Claude Science : Anthropic crée un atelier d’IA qui conserve les données de recherche sur vos propres machines
La nouvelle application d’Anthropic destinée aux chercheurs réunit plus de 60 compétences scientifiques et un agent de vérification des citations, tout en fonctionnant localement, afin que les données sensibles ne quittent jamais le laboratoire.
Anthropic a lancé Claude Science, un espace de travail d’IA dédié aux chercheurs, et son choix de conception le plus intéressant n’a rien à voir avec l’intelligence. L’application fonctionne localement sous macOS ou Linux et se connecte aux serveurs et grappes de calcul propres au laboratoire, de sorte que les données de recherche sensibles n’ont jamais à quitter les locaux.

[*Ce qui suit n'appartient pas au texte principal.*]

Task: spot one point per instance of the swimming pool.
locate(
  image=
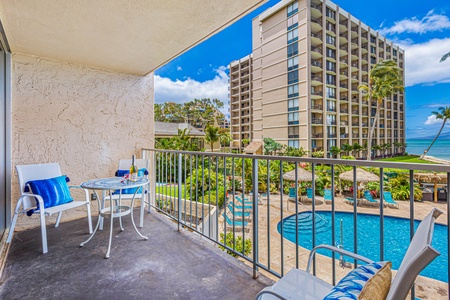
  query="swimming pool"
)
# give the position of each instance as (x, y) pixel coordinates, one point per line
(396, 237)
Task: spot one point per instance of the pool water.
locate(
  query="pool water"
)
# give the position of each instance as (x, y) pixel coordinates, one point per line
(396, 238)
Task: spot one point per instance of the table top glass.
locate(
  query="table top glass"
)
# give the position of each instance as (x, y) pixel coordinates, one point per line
(113, 183)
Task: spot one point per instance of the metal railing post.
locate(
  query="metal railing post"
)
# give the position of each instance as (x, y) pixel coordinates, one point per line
(180, 161)
(255, 216)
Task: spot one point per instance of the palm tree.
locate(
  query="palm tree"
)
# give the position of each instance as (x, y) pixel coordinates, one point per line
(444, 114)
(212, 136)
(347, 148)
(385, 79)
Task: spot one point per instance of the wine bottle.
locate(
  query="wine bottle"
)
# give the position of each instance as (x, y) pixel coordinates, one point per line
(133, 170)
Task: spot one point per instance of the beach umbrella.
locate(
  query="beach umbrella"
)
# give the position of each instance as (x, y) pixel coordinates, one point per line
(362, 176)
(433, 178)
(302, 175)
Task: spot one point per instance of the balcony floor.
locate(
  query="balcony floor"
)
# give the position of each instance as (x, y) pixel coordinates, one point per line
(169, 265)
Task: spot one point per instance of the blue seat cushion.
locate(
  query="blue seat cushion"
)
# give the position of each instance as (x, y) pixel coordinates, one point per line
(351, 285)
(54, 191)
(121, 173)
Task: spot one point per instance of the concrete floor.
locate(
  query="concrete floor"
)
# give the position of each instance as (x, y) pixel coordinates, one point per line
(169, 265)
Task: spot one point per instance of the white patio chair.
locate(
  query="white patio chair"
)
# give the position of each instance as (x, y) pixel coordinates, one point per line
(27, 200)
(298, 284)
(124, 164)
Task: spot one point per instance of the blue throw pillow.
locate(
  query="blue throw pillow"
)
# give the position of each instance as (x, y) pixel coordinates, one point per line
(351, 285)
(121, 173)
(54, 191)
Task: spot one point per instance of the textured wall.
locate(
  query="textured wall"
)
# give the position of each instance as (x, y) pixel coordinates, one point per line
(84, 118)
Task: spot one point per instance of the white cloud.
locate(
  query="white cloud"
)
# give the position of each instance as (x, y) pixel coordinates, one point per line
(431, 120)
(431, 22)
(167, 90)
(422, 62)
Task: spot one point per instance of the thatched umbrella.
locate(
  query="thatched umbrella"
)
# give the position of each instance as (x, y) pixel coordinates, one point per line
(302, 175)
(433, 178)
(362, 176)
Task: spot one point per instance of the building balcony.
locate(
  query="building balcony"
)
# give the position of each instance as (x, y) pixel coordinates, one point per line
(317, 135)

Cet atelier rassemble dans une même interface des dizaines de bases de données scientifiques, d’outils et de logiciels. Les chercheurs peuvent analyser la littérature, mener des analyses de données en plusieurs étapes, créer des graphiques et rédiger des manuscrits. Plus de 60 compétences préconfigurées, des processus prêts à l’emploi que l’IA peut exécuter, couvrent des domaines comme la génomique, la protéomique et la chimio-informatique. Un agent de vérification distinct contrôle automatiquement les citations et les calculs, réponse directe au reproche le plus fréquent adressé à l’IA dans la recherche : les références inventées avec aplomb. En coulisses, le système fait appel à la boîte à outils BioNeMo de Nvidia, qui intègre des modèles spécialisés en biologie. Les chercheurs peuvent aussi enregistrer leurs propres chaînes de traitement sous forme de compétences réutilisables.

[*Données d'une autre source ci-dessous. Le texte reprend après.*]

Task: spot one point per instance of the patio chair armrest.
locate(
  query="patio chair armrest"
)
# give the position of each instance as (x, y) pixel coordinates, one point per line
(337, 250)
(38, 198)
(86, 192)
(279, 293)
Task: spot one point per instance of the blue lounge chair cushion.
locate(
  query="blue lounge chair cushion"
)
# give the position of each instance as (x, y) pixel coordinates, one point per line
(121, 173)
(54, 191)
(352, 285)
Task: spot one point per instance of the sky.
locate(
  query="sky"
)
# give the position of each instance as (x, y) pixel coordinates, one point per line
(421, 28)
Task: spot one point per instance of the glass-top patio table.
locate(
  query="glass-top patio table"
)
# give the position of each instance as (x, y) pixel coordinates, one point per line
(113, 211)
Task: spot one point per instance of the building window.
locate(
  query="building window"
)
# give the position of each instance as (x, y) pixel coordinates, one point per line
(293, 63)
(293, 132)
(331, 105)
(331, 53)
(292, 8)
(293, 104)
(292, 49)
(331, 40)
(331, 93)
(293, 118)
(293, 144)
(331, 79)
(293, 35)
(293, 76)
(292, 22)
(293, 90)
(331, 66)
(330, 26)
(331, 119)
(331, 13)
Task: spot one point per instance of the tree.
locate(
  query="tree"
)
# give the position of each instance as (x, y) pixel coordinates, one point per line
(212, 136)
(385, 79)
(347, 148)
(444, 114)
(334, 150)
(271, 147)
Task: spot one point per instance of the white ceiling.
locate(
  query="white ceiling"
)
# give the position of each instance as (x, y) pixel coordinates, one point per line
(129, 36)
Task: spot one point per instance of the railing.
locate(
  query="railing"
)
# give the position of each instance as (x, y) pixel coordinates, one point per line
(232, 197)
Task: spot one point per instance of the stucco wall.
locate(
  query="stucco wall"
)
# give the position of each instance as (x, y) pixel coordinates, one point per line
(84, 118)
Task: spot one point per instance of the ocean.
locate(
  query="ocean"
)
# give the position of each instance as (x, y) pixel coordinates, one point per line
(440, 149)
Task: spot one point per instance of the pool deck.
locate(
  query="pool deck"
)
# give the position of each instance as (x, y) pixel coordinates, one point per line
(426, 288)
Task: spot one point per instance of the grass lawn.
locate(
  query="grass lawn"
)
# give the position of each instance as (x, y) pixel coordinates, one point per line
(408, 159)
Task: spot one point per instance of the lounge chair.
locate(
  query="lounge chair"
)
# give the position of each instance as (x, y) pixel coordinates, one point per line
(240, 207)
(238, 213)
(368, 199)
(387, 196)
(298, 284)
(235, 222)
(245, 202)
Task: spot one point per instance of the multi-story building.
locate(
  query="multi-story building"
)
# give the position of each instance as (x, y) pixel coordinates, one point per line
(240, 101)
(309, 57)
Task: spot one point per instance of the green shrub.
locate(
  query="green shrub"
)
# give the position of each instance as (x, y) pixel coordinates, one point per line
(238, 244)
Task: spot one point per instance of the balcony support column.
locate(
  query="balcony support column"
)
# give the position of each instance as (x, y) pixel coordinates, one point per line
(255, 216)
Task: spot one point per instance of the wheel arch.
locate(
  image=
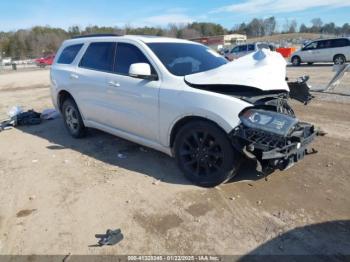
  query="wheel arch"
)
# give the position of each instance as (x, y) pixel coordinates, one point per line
(339, 54)
(187, 119)
(62, 96)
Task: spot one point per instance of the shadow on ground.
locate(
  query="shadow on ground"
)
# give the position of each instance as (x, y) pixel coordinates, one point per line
(329, 241)
(119, 152)
(312, 65)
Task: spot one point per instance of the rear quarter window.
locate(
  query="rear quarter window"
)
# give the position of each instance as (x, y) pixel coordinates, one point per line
(69, 53)
(341, 42)
(99, 56)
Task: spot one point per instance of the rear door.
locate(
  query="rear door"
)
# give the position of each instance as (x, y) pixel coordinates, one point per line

L’architecture privilégiant le traitement local mérite qu’on s’y attarde, car elle résout un problème qui a complètement tenu de nombreux scientifiques à l’écart des outils d’IA. Données non publiées, dossiers de patients, composés non brevetés : rien de tout cela ne peut être simplement collé dans un chatbot. Claude Science inverse le fonctionnement : l’application intervient là où se trouvent les données, par SSH ou sur des grappes de calcul haute performance, et seul le contexte précis dont Claude a réellement besoin est envoyé au modèle. Lorsqu’une tâche requiert davantage de puissance, le système peut passer d’un seul GPU à plusieurs centaines.
Ce qui se joue derrière tout cela : Anthropic parie que la science deviendra l’un des domaines emblématiques de l’IA et cherche à gagner la confiance des chercheurs, pas seulement leurs abonnements. L’argument du traitement local vise directement les institutions dont les politiques de données interdisent les outils d’IA dans le cloud. Avant de vous emballer, gardez les limites en tête : les requêtes adressées au modèle transitent toujours par les serveurs d’Anthropic, ce n’est pas une IA hors ligne, c’est une IA où les données restent sur place. Et il s’agit d’une version bêta, donc des imperfections sont garanties.

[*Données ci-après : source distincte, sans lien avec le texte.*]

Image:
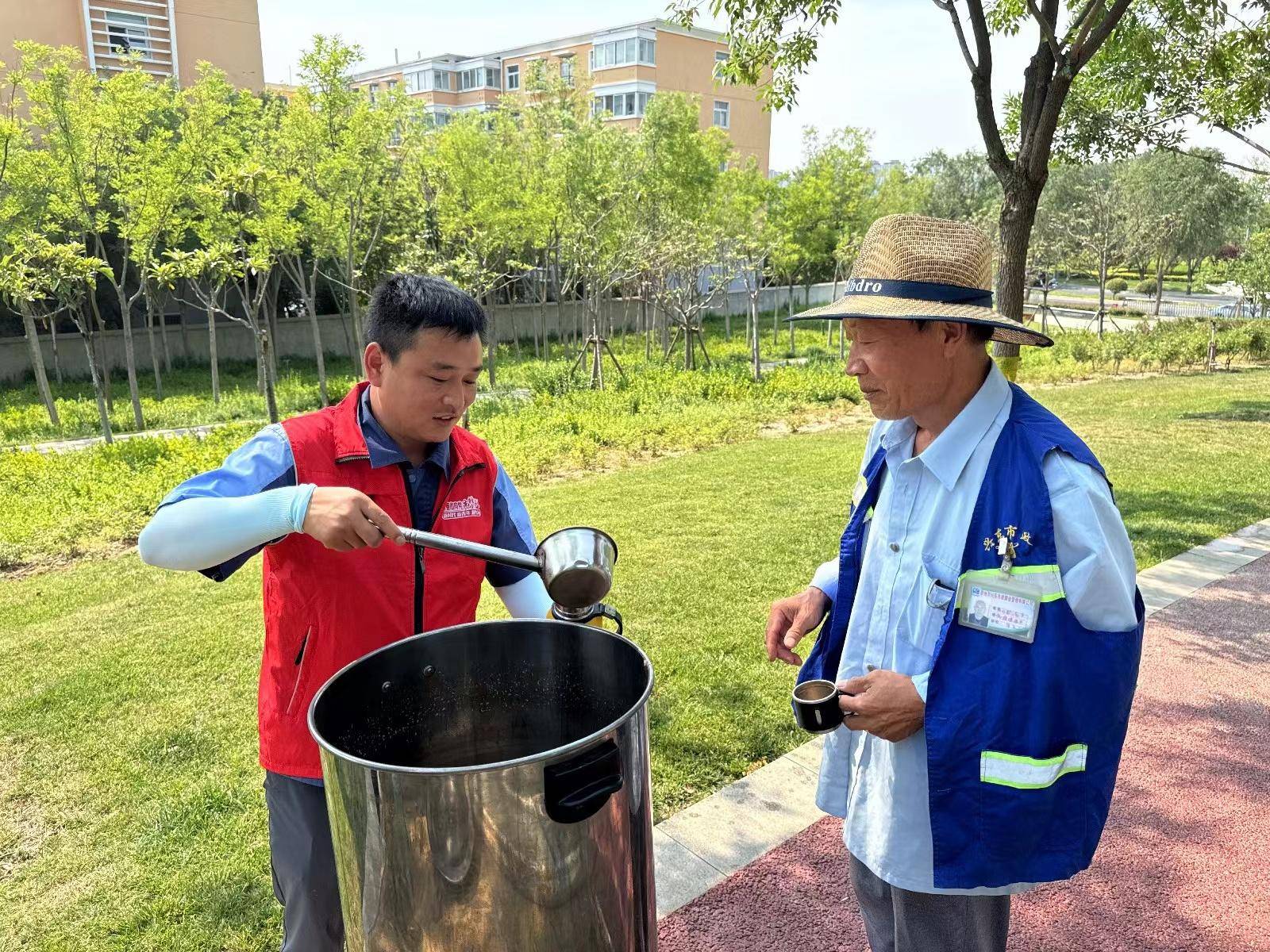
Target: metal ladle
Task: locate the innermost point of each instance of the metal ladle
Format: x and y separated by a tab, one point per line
575	564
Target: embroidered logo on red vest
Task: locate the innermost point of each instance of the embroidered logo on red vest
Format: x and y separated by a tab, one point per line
461	508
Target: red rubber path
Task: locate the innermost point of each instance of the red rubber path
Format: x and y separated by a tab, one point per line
1184	862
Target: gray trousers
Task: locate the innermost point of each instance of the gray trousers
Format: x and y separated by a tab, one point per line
304	866
899	920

Ce que cela signifie pour vous : Si vous travaillez dans la recherche, ou étudiez un domaine proche du laboratoire, mieux vaut vous y intéresser dès maintenant : Claude Science est disponible en version bêta pour les abonnés Pro, Max, Team et Enterprise. Anthropic propose par ailleurs de soutenir jusqu’à 50 projets de recherche à hauteur de 30 000 dollars de crédits chacun, avec des candidatures ouvertes jusqu’au 15 juillet. Si vous n’êtes pas scientifique, le schéma reste néanmoins le vrai sujet : « l’IA vient à vos données, et non l’inverse » est le modèle qui rend l’IA utilisable en médecine, dans le droit et partout ailleurs où la confidentialité compte vraiment, attendez-vous à en voir beaucoup plus.